Chen and Rogan (1) claim that DDT causes reduced duration of lactation and increased incidence of preterm births, and they posit that DDT used for malaria control would do as much harm as good. The validity of their arguments requires substantial evidence of a causal relationship between DDT and adverse consequences of DDT IRS for malaria control.

Chen and Rogan dismiss a field study on births and duration of lactation in South African mothers, some of whom occupied houses sprayed with DDT for malaria control (2). However, if claims of large numbers of adverse health effects of DDT IRS are correct, then the study should have detected large differences between DDT-exposed and unexposed populations. According to Chen and Rogan, the median duration of breast-feeding could be as low as 3–4 months when mothers are exposed to high levels of DDT. Thus, a cross-section of breast-feeding infants in the DDT-exposed population should, on average, have been considerably younger than in the unexposed population. In fact, the average age of breast-feeding infants was slightly greater in the DDT-exposed population (8.3 months versus 7.7 months). For both populations, only an insignificant fraction of mothers could not donate milk. Furthermore, twice the level of dichlordiphenylethylene (DDE, metabolic breakdown product of DDT) that is claimed to cause reduced duration of lactation in humans has no adverse affect on lactation in rats (3). The authors of the South African study (2) report no difference in rates of stillbirths between the sprayed and unsprayed areas.
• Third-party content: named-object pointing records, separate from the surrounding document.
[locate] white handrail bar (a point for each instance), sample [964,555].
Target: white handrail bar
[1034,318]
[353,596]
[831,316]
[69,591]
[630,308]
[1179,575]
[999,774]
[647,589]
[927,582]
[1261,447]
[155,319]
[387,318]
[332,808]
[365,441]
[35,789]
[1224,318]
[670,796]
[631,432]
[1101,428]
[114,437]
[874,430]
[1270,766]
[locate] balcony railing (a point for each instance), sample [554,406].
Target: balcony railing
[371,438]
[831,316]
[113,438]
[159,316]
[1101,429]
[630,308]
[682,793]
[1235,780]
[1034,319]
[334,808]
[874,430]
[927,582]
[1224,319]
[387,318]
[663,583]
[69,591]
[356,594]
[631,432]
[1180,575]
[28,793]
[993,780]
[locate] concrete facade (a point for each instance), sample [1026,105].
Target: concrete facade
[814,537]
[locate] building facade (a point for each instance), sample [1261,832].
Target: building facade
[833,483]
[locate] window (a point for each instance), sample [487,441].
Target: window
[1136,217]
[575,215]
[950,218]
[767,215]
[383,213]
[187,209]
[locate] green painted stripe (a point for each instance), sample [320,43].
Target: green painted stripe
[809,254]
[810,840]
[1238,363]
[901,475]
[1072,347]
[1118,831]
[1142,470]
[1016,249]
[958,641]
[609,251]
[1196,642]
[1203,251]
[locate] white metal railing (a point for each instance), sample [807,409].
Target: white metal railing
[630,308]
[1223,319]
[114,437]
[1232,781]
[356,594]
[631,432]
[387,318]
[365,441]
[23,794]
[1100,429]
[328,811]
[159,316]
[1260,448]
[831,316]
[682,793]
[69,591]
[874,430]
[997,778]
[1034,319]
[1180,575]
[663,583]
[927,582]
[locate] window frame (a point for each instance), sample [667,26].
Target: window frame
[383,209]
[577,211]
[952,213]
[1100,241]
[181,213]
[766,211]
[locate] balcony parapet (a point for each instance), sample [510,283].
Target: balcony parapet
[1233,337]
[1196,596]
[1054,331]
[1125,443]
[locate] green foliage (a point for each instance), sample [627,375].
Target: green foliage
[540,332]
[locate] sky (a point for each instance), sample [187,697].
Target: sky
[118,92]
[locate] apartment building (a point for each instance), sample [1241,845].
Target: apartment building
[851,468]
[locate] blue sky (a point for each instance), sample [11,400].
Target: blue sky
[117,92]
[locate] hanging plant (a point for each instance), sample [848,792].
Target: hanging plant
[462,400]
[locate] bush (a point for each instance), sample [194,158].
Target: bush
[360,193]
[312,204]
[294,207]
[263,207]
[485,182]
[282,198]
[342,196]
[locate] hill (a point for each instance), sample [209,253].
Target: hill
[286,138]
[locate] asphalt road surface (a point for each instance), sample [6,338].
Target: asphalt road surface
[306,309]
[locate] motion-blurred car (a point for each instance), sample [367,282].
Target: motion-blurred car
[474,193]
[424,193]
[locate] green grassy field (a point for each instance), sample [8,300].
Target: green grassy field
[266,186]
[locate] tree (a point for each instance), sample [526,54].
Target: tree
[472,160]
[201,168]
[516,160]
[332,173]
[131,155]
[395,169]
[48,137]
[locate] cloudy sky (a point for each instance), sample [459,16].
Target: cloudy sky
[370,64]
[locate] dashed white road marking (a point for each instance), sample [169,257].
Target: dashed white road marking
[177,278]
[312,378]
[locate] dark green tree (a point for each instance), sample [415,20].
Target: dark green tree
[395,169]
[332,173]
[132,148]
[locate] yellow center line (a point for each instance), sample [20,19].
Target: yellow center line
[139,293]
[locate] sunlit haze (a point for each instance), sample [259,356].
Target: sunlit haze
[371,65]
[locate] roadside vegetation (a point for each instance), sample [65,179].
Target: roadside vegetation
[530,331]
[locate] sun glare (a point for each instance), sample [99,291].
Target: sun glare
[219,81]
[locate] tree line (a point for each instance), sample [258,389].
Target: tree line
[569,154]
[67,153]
The National Institute of Environmental Health Sciences study (4) reported a causal association between DDT and preterm and small-for-gestational-age births but this has not been replicated for African births. The study was not based on a random population of births, and no explanation is offered for including diverse categories of births in the study population.

An earlier study in Sri Lanka presented data on deaths attributed to malaria and to premature births years before DDT was used and years when DDT IRS was used in 21 districts (5). Districts varied greatly in levels of malaria endemicity. After DDT was introduced in 1946, levels of IRS in 21 districts were commensurate with levels of endemic malaria. After 1946, malaria deaths declined greatly and the reduction was greatest where DDT usage was highest. During the same period, deaths attributable to premature births increased slightly. Investigators attributed this to “improvements in reporting and diagnosis rather than any declines in the health of expectant mothers, which on all other criteria showed improvement.” (5). Spearman’s correlation analysis for 21 districts shows that the increase in premature birth deaths was slightly greater in areas with less malaria and DDT use. Thus, the evidence does not support the idea that the reported increase in premature births was a side effect of DDT use. In any case, the increase in deaths attributable to premature births was orders of magnitude less than the reduction in deaths directly caused by malaria and other conditions indirectly related to malaria (5).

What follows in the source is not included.